But I suppose if they say those two, logically they must mean all?

Posted (edited)

Well, one could get a more stable result by using a 5w20 instead of a 0w20.  A 5w20 has a much lower burn off rate, uses fewer viscosity modifiers which can shear under pressure, etc.... all of which makes 5w20 a more stable oil.  And there are 5w20 oils on the dexos1 approved list, at least a year or two ago when I last checked.   And there is not a dealer or OEM on the planet that can tell the difference between a 0w20 and 5w20 via a used oil test if they wanted to go that route.    And a 5w20 has a lower burn off rate than a 5w30.  Only a 10w30 matches a 5w20 in NOACK burn off rate.   One of the reasons my wife's Cadillac has gotten only a 10w30 even though the recommended oil by GM is Mobil 1 5w30.  Could be the reason that this 2006 Cadillac is still a real keeper of a car.   None of the problems with timing chains and other stuff many other 3.6L owners have experienced.    Again, GM could never tell if the oil was a 5w30 or 10w30.  Just not possible with used motor oil to determine that.

 

A 30 weight oil is not "thicker" than a 20 weight oil.  Viscosity is a measure of resistance to flow, not molecular thickness.  

 

There are myriads of examples of folks using a 20 weight year round even towing regularly and the motors are in excellent condition.
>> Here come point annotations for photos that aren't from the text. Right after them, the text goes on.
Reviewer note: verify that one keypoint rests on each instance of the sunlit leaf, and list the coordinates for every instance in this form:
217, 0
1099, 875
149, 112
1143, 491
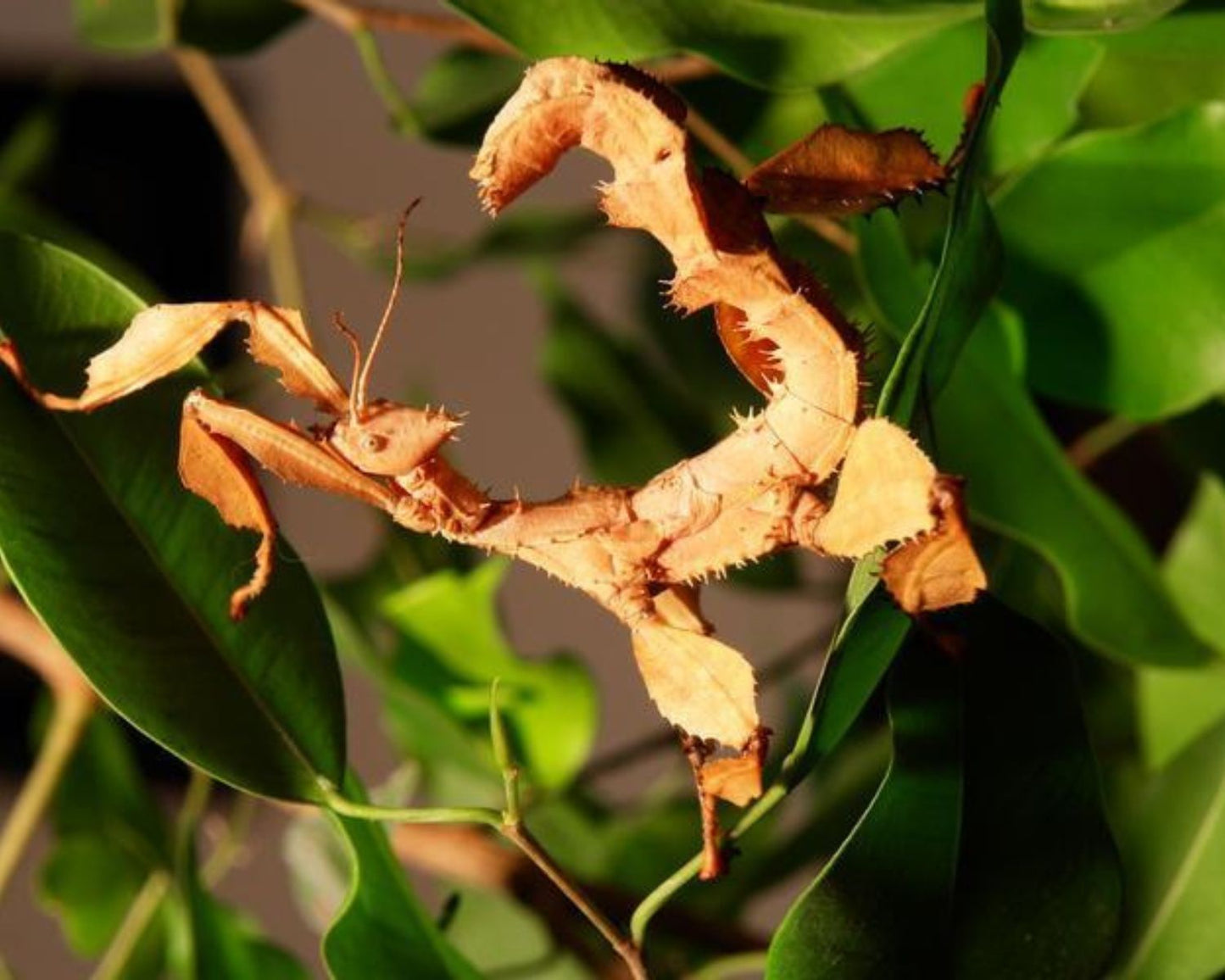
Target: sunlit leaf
131, 573
881, 905
1178, 706
778, 46
452, 647
1148, 74
1039, 886
382, 929
1144, 249
1175, 858
220, 26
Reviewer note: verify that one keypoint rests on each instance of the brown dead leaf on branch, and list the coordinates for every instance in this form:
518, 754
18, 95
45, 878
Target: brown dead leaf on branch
836, 170
642, 553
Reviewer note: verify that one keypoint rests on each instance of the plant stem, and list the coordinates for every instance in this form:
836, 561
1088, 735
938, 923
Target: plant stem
69, 718
130, 931
399, 109
735, 161
625, 949
272, 203
517, 834
483, 815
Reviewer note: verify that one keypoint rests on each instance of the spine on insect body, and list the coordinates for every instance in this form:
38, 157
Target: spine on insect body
737, 500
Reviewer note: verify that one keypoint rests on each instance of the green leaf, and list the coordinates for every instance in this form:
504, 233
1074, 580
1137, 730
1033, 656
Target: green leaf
1148, 74
504, 938
991, 432
222, 944
461, 91
772, 44
1098, 555
1178, 706
1094, 16
218, 26
1175, 858
975, 782
1039, 886
131, 573
382, 929
880, 907
109, 839
925, 86
452, 647
971, 261
1145, 248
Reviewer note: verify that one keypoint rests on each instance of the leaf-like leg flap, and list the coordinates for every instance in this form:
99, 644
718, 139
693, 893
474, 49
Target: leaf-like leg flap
216, 470
699, 684
883, 493
938, 569
287, 452
164, 338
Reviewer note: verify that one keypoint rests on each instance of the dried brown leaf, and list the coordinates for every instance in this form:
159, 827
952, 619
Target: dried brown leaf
164, 338
216, 470
837, 170
699, 684
883, 493
938, 569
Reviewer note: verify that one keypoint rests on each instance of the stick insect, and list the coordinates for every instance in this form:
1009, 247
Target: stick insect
804, 471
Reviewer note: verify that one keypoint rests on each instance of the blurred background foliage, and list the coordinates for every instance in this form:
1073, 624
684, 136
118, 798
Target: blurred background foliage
1052, 804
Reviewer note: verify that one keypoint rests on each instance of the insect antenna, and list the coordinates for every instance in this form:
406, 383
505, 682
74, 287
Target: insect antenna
355, 346
363, 381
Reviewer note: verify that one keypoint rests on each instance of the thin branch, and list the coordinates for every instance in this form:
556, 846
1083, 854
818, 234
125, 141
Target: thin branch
735, 161
116, 955
1100, 441
25, 638
69, 719
624, 947
272, 203
517, 834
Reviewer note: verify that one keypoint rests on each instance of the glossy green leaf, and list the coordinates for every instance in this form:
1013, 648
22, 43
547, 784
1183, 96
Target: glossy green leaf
452, 649
1148, 74
773, 44
382, 929
1178, 706
881, 905
988, 430
924, 87
220, 26
220, 944
131, 573
501, 936
971, 261
1175, 856
991, 432
1144, 249
1094, 16
109, 837
1039, 886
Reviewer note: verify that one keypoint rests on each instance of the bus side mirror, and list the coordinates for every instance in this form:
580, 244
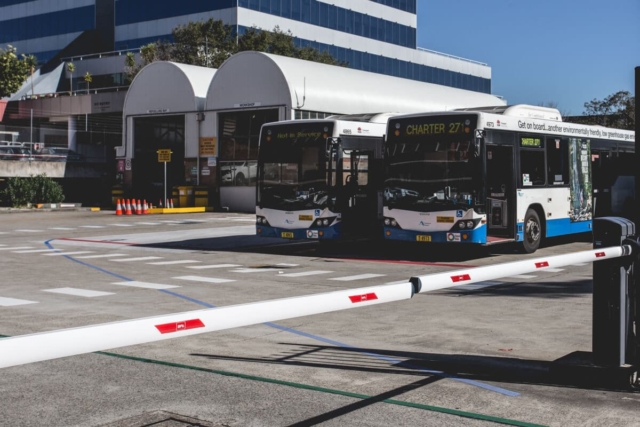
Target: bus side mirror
329, 144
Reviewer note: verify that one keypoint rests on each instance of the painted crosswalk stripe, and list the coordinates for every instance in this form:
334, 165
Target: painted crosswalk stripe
305, 273
182, 261
145, 285
10, 302
477, 286
204, 279
203, 267
144, 258
34, 251
78, 292
357, 277
253, 270
100, 256
68, 253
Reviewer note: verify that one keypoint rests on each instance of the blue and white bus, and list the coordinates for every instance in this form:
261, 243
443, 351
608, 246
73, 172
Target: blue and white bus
321, 179
501, 174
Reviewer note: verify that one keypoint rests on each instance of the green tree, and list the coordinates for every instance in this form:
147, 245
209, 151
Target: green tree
617, 111
71, 67
13, 71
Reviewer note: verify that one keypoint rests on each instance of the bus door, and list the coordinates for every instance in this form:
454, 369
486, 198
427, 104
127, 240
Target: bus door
501, 204
359, 193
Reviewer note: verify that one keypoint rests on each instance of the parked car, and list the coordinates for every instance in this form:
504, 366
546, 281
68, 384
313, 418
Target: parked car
238, 172
56, 154
14, 152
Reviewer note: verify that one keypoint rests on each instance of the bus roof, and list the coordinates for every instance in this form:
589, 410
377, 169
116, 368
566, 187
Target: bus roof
521, 110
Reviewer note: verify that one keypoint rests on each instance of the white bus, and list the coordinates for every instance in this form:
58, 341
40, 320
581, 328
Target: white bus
502, 174
321, 179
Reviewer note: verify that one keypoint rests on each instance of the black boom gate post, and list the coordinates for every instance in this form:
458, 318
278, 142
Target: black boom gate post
614, 308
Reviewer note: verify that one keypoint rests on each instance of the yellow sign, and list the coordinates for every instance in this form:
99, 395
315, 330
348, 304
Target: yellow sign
208, 146
164, 155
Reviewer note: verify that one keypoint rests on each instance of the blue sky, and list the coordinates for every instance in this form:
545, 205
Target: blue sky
563, 51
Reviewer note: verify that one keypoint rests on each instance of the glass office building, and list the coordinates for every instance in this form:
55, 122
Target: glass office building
370, 35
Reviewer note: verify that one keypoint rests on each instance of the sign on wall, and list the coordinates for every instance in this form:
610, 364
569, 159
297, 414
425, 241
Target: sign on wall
208, 146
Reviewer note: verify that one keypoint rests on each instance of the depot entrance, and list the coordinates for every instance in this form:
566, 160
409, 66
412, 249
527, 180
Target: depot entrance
150, 135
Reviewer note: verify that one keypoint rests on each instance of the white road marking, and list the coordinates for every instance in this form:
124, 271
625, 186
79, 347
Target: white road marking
204, 279
358, 277
253, 270
9, 302
145, 285
183, 261
476, 286
144, 258
100, 256
68, 253
202, 267
78, 292
305, 273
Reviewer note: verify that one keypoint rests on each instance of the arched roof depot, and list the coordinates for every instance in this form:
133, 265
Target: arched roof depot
254, 79
168, 87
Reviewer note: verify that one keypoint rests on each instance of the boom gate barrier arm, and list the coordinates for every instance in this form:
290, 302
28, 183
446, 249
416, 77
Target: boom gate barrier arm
43, 346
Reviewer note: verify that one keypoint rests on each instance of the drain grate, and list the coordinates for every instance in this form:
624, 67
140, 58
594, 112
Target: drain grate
166, 419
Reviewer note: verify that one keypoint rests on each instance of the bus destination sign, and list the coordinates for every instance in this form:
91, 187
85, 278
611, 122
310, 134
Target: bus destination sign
527, 141
433, 126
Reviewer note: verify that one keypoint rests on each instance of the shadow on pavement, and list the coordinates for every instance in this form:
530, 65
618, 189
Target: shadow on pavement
574, 370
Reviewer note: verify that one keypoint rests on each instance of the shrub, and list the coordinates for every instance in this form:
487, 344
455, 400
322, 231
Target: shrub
35, 189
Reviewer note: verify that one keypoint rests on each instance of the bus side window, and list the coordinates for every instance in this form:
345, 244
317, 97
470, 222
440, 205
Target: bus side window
557, 161
532, 168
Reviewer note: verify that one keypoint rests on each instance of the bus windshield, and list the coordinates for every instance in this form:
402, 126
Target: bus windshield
429, 163
292, 166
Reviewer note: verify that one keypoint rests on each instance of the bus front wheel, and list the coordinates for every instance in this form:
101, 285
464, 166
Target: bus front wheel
532, 232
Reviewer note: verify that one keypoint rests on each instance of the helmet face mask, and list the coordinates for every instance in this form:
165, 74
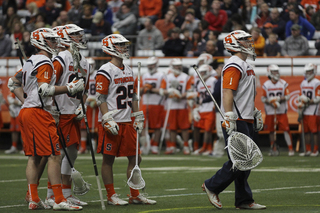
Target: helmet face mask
116, 45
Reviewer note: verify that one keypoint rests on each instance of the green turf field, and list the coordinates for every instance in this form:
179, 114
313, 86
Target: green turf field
283, 184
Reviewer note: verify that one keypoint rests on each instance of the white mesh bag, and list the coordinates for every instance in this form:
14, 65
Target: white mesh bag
243, 151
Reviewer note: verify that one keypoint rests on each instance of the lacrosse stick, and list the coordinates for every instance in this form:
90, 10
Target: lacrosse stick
80, 187
135, 180
243, 151
275, 147
75, 55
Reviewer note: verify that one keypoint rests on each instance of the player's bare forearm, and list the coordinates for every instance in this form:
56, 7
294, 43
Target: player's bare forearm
227, 100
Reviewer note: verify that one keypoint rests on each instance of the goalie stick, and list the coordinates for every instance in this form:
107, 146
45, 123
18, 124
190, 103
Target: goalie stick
75, 54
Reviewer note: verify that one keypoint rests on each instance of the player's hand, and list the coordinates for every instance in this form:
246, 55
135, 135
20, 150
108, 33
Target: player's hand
174, 93
196, 114
77, 85
79, 112
109, 125
304, 99
138, 121
229, 122
258, 120
146, 88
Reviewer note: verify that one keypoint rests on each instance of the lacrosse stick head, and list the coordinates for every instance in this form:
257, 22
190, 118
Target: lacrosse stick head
243, 151
80, 187
136, 181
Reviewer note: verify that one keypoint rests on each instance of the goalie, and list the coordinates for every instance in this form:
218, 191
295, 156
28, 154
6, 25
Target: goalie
237, 96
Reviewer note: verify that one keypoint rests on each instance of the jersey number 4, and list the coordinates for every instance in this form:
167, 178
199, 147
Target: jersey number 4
124, 93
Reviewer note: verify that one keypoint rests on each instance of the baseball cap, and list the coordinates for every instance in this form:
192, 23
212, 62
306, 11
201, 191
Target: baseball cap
97, 17
296, 27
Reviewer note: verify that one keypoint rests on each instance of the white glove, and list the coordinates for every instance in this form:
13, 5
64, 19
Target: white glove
77, 85
138, 121
174, 93
109, 125
79, 112
195, 114
229, 122
304, 99
258, 120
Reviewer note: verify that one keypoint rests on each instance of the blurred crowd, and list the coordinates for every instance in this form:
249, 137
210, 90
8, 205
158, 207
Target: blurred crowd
176, 27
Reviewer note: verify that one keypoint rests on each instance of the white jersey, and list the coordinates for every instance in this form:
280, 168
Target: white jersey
155, 80
68, 103
120, 90
243, 97
309, 89
180, 83
273, 90
210, 82
30, 82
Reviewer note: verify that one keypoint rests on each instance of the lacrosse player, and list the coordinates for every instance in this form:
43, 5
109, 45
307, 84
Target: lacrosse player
116, 97
34, 86
175, 86
275, 96
71, 112
152, 102
309, 100
237, 105
203, 115
92, 110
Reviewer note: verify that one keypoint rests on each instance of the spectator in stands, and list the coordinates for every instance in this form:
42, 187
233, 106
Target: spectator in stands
74, 14
63, 18
235, 23
230, 7
164, 25
259, 41
99, 26
272, 48
174, 46
196, 45
263, 15
202, 9
182, 9
214, 36
127, 21
27, 47
50, 10
102, 6
150, 38
216, 17
307, 30
115, 5
176, 19
296, 44
86, 18
278, 24
5, 44
190, 22
150, 9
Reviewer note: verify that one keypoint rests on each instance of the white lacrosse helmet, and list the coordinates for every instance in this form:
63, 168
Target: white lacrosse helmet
92, 64
45, 39
273, 72
176, 66
239, 41
205, 71
204, 58
116, 45
310, 67
152, 64
71, 33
I use a 30 weight oil year round in my commercial semi truck moving up to 80,000 lb of truck and cargo.  Many say that a 40 weight should be used for such things.  Well, my Detroit 12.7L with 869,000 miles on it never got the memo.  The used oil samples look as good as when it only had 50,000 miles on it, and it uses less oil than most folk's pickup trucks... it uses an average 2 qt of oil in 23,000 mile oil changes.  The motor is still all original.  

 

A quality 5w20 oil will provide more than ample protection for most folks for motors that call for it.  Nothing wrong with using a 30 weight in them either, but not really necessary.